Tier 3: Normalized Position Mapping
Build a character-level map between a normalized version of the source (whitespace and quote characters collapsed) and the original source. Search in normalized space, then map the hit position back to original byte offsets.
This handles curly-quote vs. straight-quote differences and newline-vs-space mismatches that the first two tiers cannot resolve.
Properties
- All three tiers are deterministic: same input produces same output.

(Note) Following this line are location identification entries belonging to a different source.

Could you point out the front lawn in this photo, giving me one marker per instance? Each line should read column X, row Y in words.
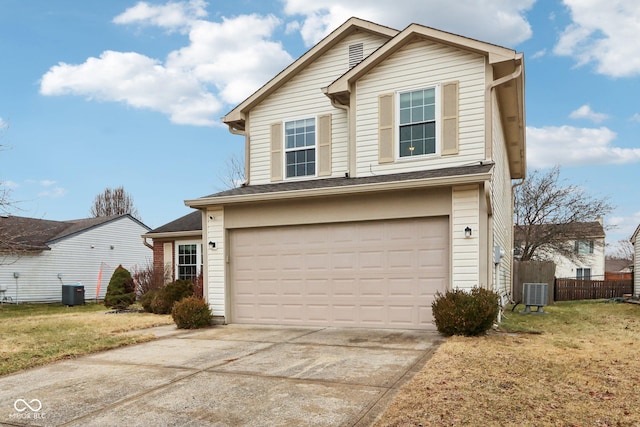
column 36, row 334
column 579, row 365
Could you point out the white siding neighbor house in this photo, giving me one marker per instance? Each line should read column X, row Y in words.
column 635, row 239
column 379, row 170
column 581, row 254
column 38, row 256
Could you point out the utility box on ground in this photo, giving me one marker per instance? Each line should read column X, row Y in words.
column 73, row 294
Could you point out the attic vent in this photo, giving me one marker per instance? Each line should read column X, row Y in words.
column 535, row 294
column 356, row 54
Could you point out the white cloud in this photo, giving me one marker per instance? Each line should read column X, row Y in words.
column 508, row 25
column 572, row 146
column 585, row 112
column 603, row 32
column 11, row 185
column 539, row 54
column 53, row 193
column 223, row 63
column 171, row 16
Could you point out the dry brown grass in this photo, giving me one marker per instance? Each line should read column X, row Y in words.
column 36, row 334
column 580, row 368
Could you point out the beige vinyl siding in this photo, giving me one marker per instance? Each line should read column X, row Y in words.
column 78, row 258
column 502, row 200
column 215, row 260
column 418, row 65
column 636, row 269
column 302, row 97
column 465, row 251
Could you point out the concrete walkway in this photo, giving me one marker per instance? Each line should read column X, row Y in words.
column 224, row 376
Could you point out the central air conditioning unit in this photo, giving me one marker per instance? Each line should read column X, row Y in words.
column 535, row 295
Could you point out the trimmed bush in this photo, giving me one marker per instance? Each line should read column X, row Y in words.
column 161, row 301
column 191, row 313
column 121, row 290
column 470, row 314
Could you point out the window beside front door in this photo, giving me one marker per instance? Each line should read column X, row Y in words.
column 189, row 261
column 583, row 274
column 417, row 124
column 300, row 148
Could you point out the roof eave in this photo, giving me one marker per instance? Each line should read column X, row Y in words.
column 340, row 190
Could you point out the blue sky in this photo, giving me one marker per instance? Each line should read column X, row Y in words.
column 97, row 94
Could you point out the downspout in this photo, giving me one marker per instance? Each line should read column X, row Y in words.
column 346, row 108
column 147, row 244
column 516, row 73
column 247, row 168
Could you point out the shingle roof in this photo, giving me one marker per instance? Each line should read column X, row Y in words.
column 33, row 234
column 189, row 222
column 347, row 182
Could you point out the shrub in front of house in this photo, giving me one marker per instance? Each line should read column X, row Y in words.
column 163, row 299
column 459, row 312
column 191, row 313
column 121, row 290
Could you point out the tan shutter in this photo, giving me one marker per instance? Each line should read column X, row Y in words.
column 450, row 118
column 276, row 151
column 386, row 130
column 324, row 145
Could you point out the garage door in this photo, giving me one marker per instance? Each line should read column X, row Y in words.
column 359, row 274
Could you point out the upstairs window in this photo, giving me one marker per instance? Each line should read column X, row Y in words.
column 417, row 124
column 300, row 147
column 583, row 274
column 583, row 247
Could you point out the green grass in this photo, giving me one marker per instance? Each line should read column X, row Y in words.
column 37, row 334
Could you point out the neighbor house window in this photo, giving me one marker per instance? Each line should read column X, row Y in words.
column 584, row 247
column 583, row 274
column 300, row 147
column 189, row 261
column 417, row 112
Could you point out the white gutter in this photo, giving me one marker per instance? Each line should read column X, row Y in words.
column 339, row 190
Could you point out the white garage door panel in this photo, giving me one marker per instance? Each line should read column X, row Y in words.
column 367, row 274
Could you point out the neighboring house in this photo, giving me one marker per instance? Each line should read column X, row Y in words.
column 378, row 173
column 177, row 247
column 635, row 239
column 38, row 256
column 618, row 269
column 583, row 245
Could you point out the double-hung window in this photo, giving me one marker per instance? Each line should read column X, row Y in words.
column 583, row 273
column 417, row 124
column 189, row 257
column 300, row 147
column 584, row 247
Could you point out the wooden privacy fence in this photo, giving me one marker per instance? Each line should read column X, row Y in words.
column 572, row 289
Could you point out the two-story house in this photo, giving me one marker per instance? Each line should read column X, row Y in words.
column 378, row 173
column 578, row 250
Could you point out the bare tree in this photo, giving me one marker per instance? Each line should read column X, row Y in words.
column 622, row 249
column 114, row 202
column 233, row 175
column 547, row 210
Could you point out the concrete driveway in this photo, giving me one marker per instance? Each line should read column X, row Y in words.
column 224, row 376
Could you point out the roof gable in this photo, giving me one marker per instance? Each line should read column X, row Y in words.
column 235, row 119
column 33, row 234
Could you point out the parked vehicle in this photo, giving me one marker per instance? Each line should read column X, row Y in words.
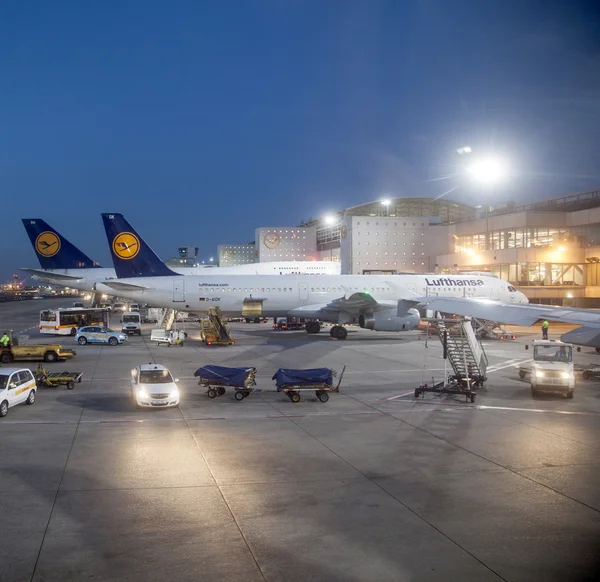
column 33, row 352
column 288, row 323
column 99, row 335
column 17, row 386
column 153, row 386
column 552, row 368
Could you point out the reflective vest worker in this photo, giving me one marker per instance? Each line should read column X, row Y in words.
column 545, row 326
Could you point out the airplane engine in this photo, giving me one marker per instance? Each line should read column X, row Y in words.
column 390, row 320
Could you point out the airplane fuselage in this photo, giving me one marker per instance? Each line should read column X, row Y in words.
column 304, row 296
column 86, row 279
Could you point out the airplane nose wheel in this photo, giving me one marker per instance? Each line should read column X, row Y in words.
column 338, row 332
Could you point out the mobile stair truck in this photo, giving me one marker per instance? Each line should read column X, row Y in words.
column 131, row 322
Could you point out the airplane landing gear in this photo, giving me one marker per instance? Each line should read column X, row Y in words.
column 338, row 332
column 313, row 327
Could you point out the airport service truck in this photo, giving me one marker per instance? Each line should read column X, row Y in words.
column 33, row 352
column 131, row 322
column 552, row 368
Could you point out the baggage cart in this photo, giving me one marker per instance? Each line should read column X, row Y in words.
column 217, row 378
column 319, row 380
column 55, row 379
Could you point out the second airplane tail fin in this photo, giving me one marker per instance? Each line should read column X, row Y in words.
column 53, row 250
column 131, row 255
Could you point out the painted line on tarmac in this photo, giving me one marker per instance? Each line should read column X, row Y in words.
column 388, row 398
column 149, row 421
column 451, row 405
column 539, row 410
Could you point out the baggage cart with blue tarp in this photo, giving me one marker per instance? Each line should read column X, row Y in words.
column 216, row 378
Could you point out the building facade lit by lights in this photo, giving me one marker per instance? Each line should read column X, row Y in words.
column 550, row 250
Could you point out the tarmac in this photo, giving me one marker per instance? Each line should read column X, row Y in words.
column 373, row 485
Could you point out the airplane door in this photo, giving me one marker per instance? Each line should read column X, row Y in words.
column 179, row 289
column 303, row 291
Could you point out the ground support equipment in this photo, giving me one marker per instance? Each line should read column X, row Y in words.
column 215, row 379
column 319, row 380
column 486, row 329
column 465, row 354
column 55, row 379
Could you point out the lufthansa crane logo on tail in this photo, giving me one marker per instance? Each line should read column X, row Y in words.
column 272, row 240
column 126, row 245
column 47, row 244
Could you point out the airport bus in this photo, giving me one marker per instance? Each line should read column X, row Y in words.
column 67, row 321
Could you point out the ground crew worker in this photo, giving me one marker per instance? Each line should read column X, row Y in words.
column 5, row 340
column 545, row 326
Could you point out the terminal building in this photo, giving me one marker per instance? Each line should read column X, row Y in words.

- Every repair is guaranteed to be a verbatim substring of the source, because the algorithm copies directly from the source text.
- No LLM calls are made. The entire process runs in under 10 seconds for 34,568 provisions.
The Source Span Invariant
After verify-text --repair, every provision has a source_span field:
{
"source_span": {
"start": 45892,
"end": 46042,
"file": "BILLS-118hr2882enr.txt",
"verified": true,
"match_tier": "exact"
}
}
The invariant:
source_file_bytes[start .. end] == provision.raw_text
where start and end are UTF-8 byte offsets into the source file.
Byte Offsets vs. Character Offsets
The start and end values match Rust’s native str indexing, which operates
on byte positions. In files containing multi-byte UTF-8 characters (such as
curly quotes, which are 3 bytes each), byte offsets differ from character offsets.
To verify the invariant in Python, use byte-level slicing:
import json
extraction = json.load(open("data/118-hr2882/extraction.json"))
source_bytes = open("data/118-hr2882/BILLS-118hr2882enr.txt", "rb").read()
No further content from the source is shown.